Берман глядел на Сьюзен, широко улыбаясь. Ему явно пришлось по вкусу вступление. Сьюзен продолжила:
– Считается, что рассказывать должен пациент, а не врач. Почему бы вам не рассказать, чем вы занимаетесь, а я помолчу.
– Я архитектор, – ответил Берман. – Один из миллиона таких же, подвизающихся на подмостках Кембриджа. Но это совсем другая история. А мне хотелось бы вернуться к вашей. Вы и представить себе не можете, как меня утешает простая человеческая беседа в этом местечке. – Его глаза обежали палату. – Я и не думал, что мне придется оперироваться, пусть даже несерьезно, но это ожидание заставляет меня буквально лезть на стену. К тому же здесь все просто бесчувственные чертовы куклы. – Он снова взглянул на Сьюзен. – Ну продолжайте, вы начали говорить о своей соседке, что дальше?
– Вы настаиваете? – спросила Сьюзен, прищурив глаза.
– Конечно.
– Но это не так уж и важно. Она была очень элегантная. Она поступила в юридическую школу, там смогла следить за собой и оставаться настоящей женщиной, одновременно развиваясь интеллектуально, как она и хотела.
– Я, конечно, не знаю, как там у вас с интеллектуальным развитием, но, несомненно, вы настоящая женщина. Трудно и выдумать большую противоположность существу неопределенного пола, чем вы.
Сначала Сьюзен чуть не поддалась искушению атаковать доводы Бермана с той точки зрения, что выглядеть женственно и быть настоящей женщиной – совсем не одно и то же. Но она спохватилась, что сейчас, перед операцией, дебаты не были полезны Берману, и не стала возражать.
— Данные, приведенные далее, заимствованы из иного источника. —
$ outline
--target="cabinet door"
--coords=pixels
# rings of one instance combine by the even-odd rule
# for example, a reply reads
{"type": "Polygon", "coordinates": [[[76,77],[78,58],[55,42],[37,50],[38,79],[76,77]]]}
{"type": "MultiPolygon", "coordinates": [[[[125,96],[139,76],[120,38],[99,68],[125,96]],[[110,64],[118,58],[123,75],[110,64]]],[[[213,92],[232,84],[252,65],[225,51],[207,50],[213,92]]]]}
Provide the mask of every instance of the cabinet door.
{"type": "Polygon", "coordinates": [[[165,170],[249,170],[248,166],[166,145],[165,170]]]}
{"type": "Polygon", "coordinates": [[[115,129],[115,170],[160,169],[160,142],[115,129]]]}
– Я не могу изменить то, что ощущаю, – продолжила она, – и определение "среднеполый" точнее всего описывает мои чувства. Сначала я думала, что медицина хороша, как профессия, по многим причинам, в том числе и потому, что обеспечивает определенное социальное положение, безопасность, которую иначе пришлось бы достичь, например, замужеством. Ну да, – сделала утвердительный жест Сьюзен, – она дает социальную обеспеченность. Хотя я начинаю чувствовать себя лишенной обычной общественной жизни.